Gentry

"Peninsula FYI"
November, 2004
Table Talk

Gentry’s Christine VanDeVelde offers some observations on the art of dinner conversation and tips on what topics NOT to bring up at the Thanksgiving dinner table

Don’t talk about sex, politics or religion and don’t boast about your children. Those are pretty much the time-honored guidelines for polite conversation. But, while one should never boast about one’s children or anything else, I’d much rather attend a dinner party where an earnest discussion of sex, politics or religion took precedence over yet another analysis of whether you’ll find more lavish ski lodging in Aspen or Deer Valley.

And while I consider asking questions about someone’s cosmetic surgery or income verboten, I don’t really find it rude to ask someone what they think about the future of Social Security. I do recognize that politics are personal, but I love a spirited discussion about almost any aspect of it and I believe it’s possible to have that without getting too close for comfort. With a sense of humor and some command of the facts, one should be able to serve up an honest, civil debate along with the Fred’s steak.

All evidence to the contrary lately. In case you haven’t noticed, hostesses are having to invite the Democrats for cocktails on Friday and the Republicans for supper on Sunday. At one wedding, the bride failed to seat her tables with an eye toward who supported the war in Iraq and who opposed it and guests at not one, but two tables stopped just short of fisticuffs. When former presidential speechwriter Peggy Noonan expressed a dissenting point of view on abortion at a ladies’ lunch, one of her tablemates threw a cookie at her and then threatened her with some tossed china. I’d like to go back to the days when politics was a contact sport only among those running for office.

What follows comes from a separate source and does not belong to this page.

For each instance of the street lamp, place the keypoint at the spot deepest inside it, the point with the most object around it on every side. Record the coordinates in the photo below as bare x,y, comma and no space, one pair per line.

What’s going on here? Noonan says the old incivility of politics has been replaced with a new smugness that “carries with it a constant justification for bad behavior in discourse that says, ‘I can be babyishly aggressive, because you are being a bad person by disagreeing with me.’” Author Fred Luskin, director of the Stanford Forgiveness Project, agrees, noting it’s a form of fundamentalism, where the person on the other side of an issue is the enemy.

Here in Silicon Valley, according to Luskin, the hostility can run high, not because people are angry, but because they’re enormously stressed. “We live in a skewed environment. There is so much achievement and so much wealth. It’s harder for people to recognize the smaller gifts and pleasures,” he says. “People are working very hard and things haven’t been going well in the last few years and almost everybody, when they’re under pressure, becomes more prickly. Research suggests that when people are under stress, their personality deteriorates a little bit.” That’s when they start to hurl the china.

So, what can we do? Ideas are important and life just wouldn’t be as interesting if we were reduced to inviting only those with whom we agree to join us for a barbeque. So, here are a few suggestions for surviving an election year. First of all, practice a little tact. I have fairly strong views about most things, but probably only my closest friends know what those views really are in any detail. So, exercise some restraint in airing your opinions. As Emily Post says, “A tactful person says ‘It seems to me’, not ‘That’s not so!’”.

If you can only expound on your own fixed point of view, don’t bring up the subject of hanging chads. If things get heated, withdraw from the conversation, unless you can argue without bitterness, bigotry or showing off by putting someone else down. And, as a last resort, Letitia Baldrige advises, “Learn to control yourself and change the subject.” Hey, how about those Niners?

An interesting conversation about politics is possible, if you can remember there is much that we all have in common, including, as Fred Luskin notes, that we are fortunate enough to live in a country where you are free to voice your opinions. And during this holiday season, certainly we can all agree that another thing we have in common is that every one of us has a lot to be thankful for. “Being more mindful about how much we have to be thankful for is the most powerful thing I’ve ever seen for calming people down and bringing perspective,” he says.